What I did not ask the Bundy Museum docent—I should have but I just didn’t think of it—he might have known—was whether there was anything to HAL, the deviant computer in 2001–A Space Odyssey, being but IBM minus one letter for each placeholder. It seems hard to believe that it was not, but Stanley Kubrick denied that it was so.
*****
*I instantly picked him out among the 300 wall-mounted photos. (Middle section, left top photo) “That guy looks just like Dick Van Dyke’s boss,” I said. It turns out that is exactly who it was. Richard Deacon was a Binghamton native. He was at his finest as Mel Cooley on the Dick Van Dyke show, eternally deadpan, the perfect and constant butt of all jokes.

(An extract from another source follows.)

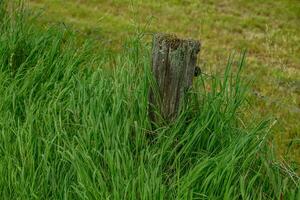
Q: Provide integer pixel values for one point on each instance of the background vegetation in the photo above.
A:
(74, 125)
(269, 30)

Arthur Godfrey was on the wall, too. He I just barely remember, and only by name—I knew nothing specific about him. But I looked him up. “The old redhead,” they called him, he with the folksy, home-spun manner—an enormously popular daytime host. His popularity diminished after he fired a lesser star on-air. Could it be he was more mercurial than he let on? For a time that lesser star, singer Julius LaRosa, ascended, while Godfrey’s descended. And to think that had once been the best of friends.
Needless to say, Rod Serling was also on the wall, but he is the subject of an entirely separate post.